Spotify Wrapped is huge, like really huge! But had you ever considered building something like that for your own business? Building an end of year campaign can be a fun process for the development team and might not be as complex as you think.
We built our own end of year stats campaign over at Blue Cat Reports so have done a bunch of the heavy lifting already in terms of working out the how. I wanted to get some details down below to share with people so you could see how you might do the same. Getting the idea in peoples heads now should give you plenty of time for that seed to grow. However, don't leave it to November to build this, like all good Christmas specials you will probably have to work on this in the summer :)
I have split this post into two sections. One on what data to show people. It is worth putting some thought into what data you can get out of your database as well as what people might want to see. Secondly I have some technical tips on implementing this.
Two words should be your guide when thinking about what data to show people: Positive and Fun.
From Duolingo’s write up of their campaign:
“People loved to share their relative ranking compared with other learners.

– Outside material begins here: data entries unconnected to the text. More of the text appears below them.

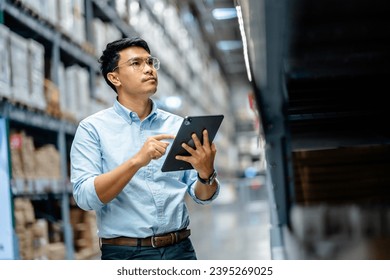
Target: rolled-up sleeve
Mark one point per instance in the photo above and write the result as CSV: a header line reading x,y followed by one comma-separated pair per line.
x,y
85,157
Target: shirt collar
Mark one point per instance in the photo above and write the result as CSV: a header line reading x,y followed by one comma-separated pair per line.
x,y
131,116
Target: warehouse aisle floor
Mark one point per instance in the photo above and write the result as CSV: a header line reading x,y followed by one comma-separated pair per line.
x,y
235,226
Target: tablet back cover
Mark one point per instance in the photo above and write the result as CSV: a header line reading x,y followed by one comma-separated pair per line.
x,y
190,125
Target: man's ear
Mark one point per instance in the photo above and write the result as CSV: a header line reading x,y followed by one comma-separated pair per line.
x,y
113,78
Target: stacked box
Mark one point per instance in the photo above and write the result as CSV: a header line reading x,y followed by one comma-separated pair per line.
x,y
24,221
19,70
78,91
28,156
65,16
343,175
52,99
5,67
41,239
47,160
36,70
84,233
56,251
16,155
62,88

Comparing with others gave a better sense of how well they performed and competing with global language learners also motivated people to brag about the results.”
Ideally your users will also want to share what you create for them, either with their team, manager or on their social networks. To achieve that the best thing to do is focus on positive stories above all else.
Yeah, you could show how many spelling mistakes someone has made in the last year alongside an illustration of a dunce's hat, but they probably don’t want to share that with their boss 😀.
Awards are a great place to inject some fun into your stats. What fun awards could you cook up for your users? Are there any in-jokes in your industry you can reference in the award names?
Even just the design of your awards can add some fun. If you have any cute logo or mascot for your brand some custom illustrations to go with the campaign can be enough.
Duolingo actually generate their numbers well in advance of the end of the year. They also limit those numbers to people who have achieved some base level of activity on the platform in the last 12 months. Once you look at what stats you could generate it is worth some investigation into how hard that data would be to create. If you need to you might want to limit which accounts you create data for or consider building the data in advance rather than when people view it.
I would recommend creating your stats as images. People can then download and share the images, which wouldn't be possible if you built these as mini websites. This does bring some complication in creating all the images but we have details on that below. Often, if you look at these end of year campaigns you will see just one image (as with Duolingo). That would be a great option but you can also look to create images for each statistic as we and others do.
We created a node service which takes base template images then overlays the relevant text on top of those. In this way you can easily create all the custom images for each statistic.
The images are built on the fly from base58 data encoded in the URL. This means we're not having to introduce any security risks by exposing people's data through the image service. Ie, you can't request
/endOfYearStats?account_id=1 and get someones data back.
If you want to go the same route check out the node-canvas library from the Automattic folks. That essentially lets you use the Browser Canvas API for drawing (but server side instead of in the browser).
One potential gotcha is missing international charachters when you create your images. Fonts installed on your desktop will have all of these chars in, but when you deploy to some minimal new linux server install they may not be there. Test international charachters when you can and install the required font packages if you need to.
Finally, if you think images may be shared a lot it makes sense to enable a caching layer in front of your image service. If you are using AWS you can enable Cloudfront for this, the images only need be generated once then and you can save load on your compute resources.
If you want people to share these images on their social networks you should technically go and review the recommended image dimensions for all those social networks! However, we can save you the effort and make 2 suggestions.
- 1:1 is a nice format to work with in terms of the space it gives you and behaves well on most social media these days
- 1.91:1 is better if you are going to crate mini sites you want people to share with 'meta og:image' tags to get the images from.
I would suggest sticking with 1:1 initially if you can. We built mini pages to host each individual image which let people share them to social media with a single click. If you do that you should include these tags (and any other specific to your targetted networks)
<meta property="og:image" content... /> <meta name="twitter:image" content... />
If you do this, the best image format to go for across multiple networks will be 1.91:1. That way the whole image will appear automatically when that page is shared.
OK, that's enough I think. Happy to answer any further questions people have :) If the development team (and designers and marketers) can carve out maybe 4 weeks to build something in 2022 it can be a fun project. It is also something you can return to in future years to improve on.